Or perhaps it was the kids and their boats on the Luxembourg Gardens pond. Or Devon’s first glance, from a distance, of the top of the Eiffel Tower, a glance that elicited an audible gasp. Or the spirited youth band that ended its two-hour performance in the gardens with Beethoven’s “Ode to Joy.”
You see, our grand plan to bring 7-year-old Devon to France, landing on our 44th anniversary, couldn’t have started much worse. No more than 30 minutes off the plane, after 12 hours of travel with a stop in Iceland, I was struggling with the automatic ticket machine at DeGaulle Airport to buy three tickets for the RER to Paris, when a woman said, “That man walked off with your bag.”

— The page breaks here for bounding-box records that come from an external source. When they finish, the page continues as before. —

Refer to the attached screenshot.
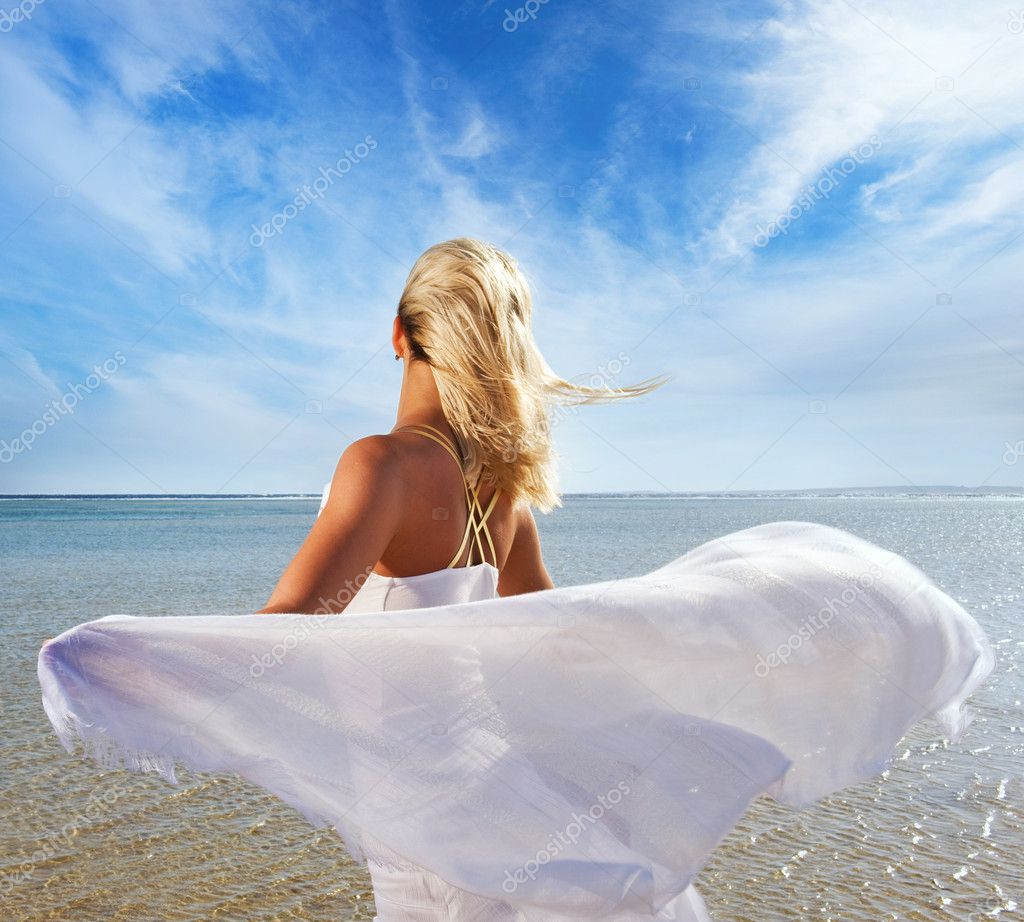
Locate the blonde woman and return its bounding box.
[39,239,992,922]
[256,238,659,613]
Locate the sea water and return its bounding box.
[0,495,1024,922]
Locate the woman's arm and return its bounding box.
[257,435,404,615]
[498,505,555,595]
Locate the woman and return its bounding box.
[39,240,992,922]
[256,239,659,613]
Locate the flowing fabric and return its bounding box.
[39,522,992,922]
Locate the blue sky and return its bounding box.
[0,0,1024,493]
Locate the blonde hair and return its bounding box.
[398,237,665,511]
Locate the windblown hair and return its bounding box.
[398,237,665,511]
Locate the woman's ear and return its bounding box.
[391,315,407,355]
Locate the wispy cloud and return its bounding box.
[0,0,1024,492]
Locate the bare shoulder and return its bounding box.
[331,435,402,504]
[498,503,553,595]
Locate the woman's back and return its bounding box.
[333,425,515,614]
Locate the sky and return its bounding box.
[0,0,1024,493]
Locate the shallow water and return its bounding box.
[0,496,1024,922]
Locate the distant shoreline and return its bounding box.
[0,487,1024,501]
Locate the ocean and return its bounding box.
[0,493,1024,922]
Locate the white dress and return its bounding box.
[344,561,710,922]
[39,438,992,922]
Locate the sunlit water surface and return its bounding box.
[0,496,1024,922]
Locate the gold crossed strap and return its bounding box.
[394,423,501,570]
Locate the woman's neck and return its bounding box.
[394,359,447,428]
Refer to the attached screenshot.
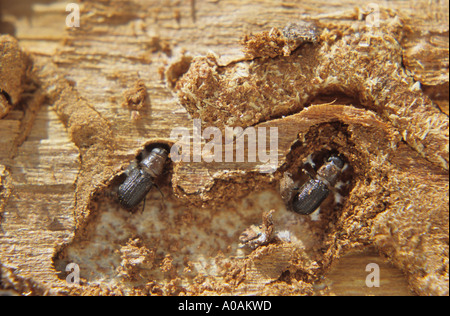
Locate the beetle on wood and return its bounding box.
[290,155,345,215]
[117,147,168,209]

He was gone, and Devon’s little blue suitcase was gone with him. I never saw him. Kathy never saw him. Devon did, but he smiled and took his hand off her bag and when she looked away, he moved fast. Very fast. I felt like a fool for having tried to use the automatic machines and missing the whole thing. Devon felt simply awful, and angry. Her first minutes in Paris.
She and Kathy had shared the bag for carry-on in case our checked bags went astray. It had Devon’s new backpack in it, her Barbies, her My Little Ponies, all of Kathy’s jewelry for the trip, both of their bathing suits, both of their nightgowns, our electrical adapters (tomorrow’s shopping expedition). And with the bag, at least until we struggled to our apartment and managed a few hours of sleep, we lost something much worse. Our spirit. Our excitement that has sustained us all our planning and reading a few months.

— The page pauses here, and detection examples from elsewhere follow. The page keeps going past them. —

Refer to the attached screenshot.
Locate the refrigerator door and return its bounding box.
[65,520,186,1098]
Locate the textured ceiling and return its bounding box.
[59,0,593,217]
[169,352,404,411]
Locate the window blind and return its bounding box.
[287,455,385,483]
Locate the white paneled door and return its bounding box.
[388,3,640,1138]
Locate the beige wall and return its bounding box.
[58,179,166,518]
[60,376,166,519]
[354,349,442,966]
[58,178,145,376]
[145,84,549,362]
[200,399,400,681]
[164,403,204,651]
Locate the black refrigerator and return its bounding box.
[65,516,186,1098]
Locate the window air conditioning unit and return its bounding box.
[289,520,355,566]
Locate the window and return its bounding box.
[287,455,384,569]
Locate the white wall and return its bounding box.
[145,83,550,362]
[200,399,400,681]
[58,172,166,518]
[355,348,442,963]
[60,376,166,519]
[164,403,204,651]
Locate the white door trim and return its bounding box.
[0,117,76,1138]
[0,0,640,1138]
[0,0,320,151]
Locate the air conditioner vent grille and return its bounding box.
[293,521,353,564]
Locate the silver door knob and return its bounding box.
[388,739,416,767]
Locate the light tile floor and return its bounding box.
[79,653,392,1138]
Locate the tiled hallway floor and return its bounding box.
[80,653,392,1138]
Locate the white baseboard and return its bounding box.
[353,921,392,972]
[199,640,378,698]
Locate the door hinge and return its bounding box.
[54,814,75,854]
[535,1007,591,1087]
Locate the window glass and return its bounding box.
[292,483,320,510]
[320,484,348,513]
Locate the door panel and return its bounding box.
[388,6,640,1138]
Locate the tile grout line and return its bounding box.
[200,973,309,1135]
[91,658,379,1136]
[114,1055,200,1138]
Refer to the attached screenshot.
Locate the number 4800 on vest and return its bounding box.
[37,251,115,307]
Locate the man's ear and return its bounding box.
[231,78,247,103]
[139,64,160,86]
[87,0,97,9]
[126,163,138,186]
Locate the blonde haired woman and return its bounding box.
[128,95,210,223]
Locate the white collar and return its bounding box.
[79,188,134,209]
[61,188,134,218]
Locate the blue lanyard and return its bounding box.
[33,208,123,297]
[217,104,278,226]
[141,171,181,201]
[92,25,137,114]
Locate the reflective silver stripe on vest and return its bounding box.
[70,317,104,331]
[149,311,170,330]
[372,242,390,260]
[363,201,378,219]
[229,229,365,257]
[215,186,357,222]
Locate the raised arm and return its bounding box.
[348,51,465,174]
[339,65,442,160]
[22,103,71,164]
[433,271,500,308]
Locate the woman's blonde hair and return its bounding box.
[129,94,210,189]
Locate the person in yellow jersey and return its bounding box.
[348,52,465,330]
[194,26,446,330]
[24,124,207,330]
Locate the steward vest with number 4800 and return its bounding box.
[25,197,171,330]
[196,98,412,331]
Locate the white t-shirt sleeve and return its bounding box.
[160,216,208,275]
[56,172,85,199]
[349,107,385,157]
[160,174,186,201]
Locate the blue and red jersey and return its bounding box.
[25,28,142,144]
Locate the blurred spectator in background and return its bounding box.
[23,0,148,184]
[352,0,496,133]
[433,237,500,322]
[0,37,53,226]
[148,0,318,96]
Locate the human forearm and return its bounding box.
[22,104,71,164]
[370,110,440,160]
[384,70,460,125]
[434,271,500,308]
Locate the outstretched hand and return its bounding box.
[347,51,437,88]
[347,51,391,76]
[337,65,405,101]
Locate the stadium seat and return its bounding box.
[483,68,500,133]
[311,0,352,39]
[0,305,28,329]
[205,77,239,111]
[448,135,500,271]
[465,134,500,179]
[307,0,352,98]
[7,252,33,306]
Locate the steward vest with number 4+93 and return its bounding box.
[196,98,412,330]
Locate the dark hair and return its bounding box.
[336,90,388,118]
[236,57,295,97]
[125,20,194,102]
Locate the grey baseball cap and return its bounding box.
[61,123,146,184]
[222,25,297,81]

But this is Paris and Devon is Devon. When she said “merci beaucoup” and “bonne journee” to the woman who sold us a replica Eiffel Tower and a teddy bear book (in French) at a newsstand, the vendor complimented her accent (she only knows about 10 words of French!). When she charmed the waiter at dinner, he took her into the bar to hand her a lollipop. And when we bought her une gaufre — a waffle sprinkled with powdered sugar — at an outdoor cafe during the park concert, her mood lifted — several thousand feet of lift, in fact. She loved it.
“My idea,” Kathy said with a twinkle. “I have good ideas.” It was nice to see them both smiling again, too. Kathy had worked hard to get Devon out of her funk. (I’m biased but she’s an amazing grandmother.)
Unitl today, we’ve been very lucky over the years. When a man stole Kathy’s purse from beside her feet at a Hungarian Restaurant near Columbia University nearly 40 years ago, she noticed in time for me to pursue him out the front door, confront him, when he turned, and ask, “where’s the purse?” He pulled it from beneath his winter coat and handed it to me, to the wild cheers of restaurant patrons. When our apartment was broken into in Aix-en-Provence in 2007, the robbers took exactly nothing. They ignored such valuables as a leather coat and computer in the closet to search from keys to our landlady’s big house. So to be robbed in broad daylight inches beneath my nose came as a real shock. It was humiliating, too.
“Forgive yourselves,” our good friend Jen wrote. It was an insightful comment. And we already have.
Things can be replaced. Special people and journeys to remarkable places can’t be.
We’re lucky to be here with Devon. And besides, this gives both her and Kathy permission to buy cool things in Paris. Me? I’ll just have to be patient.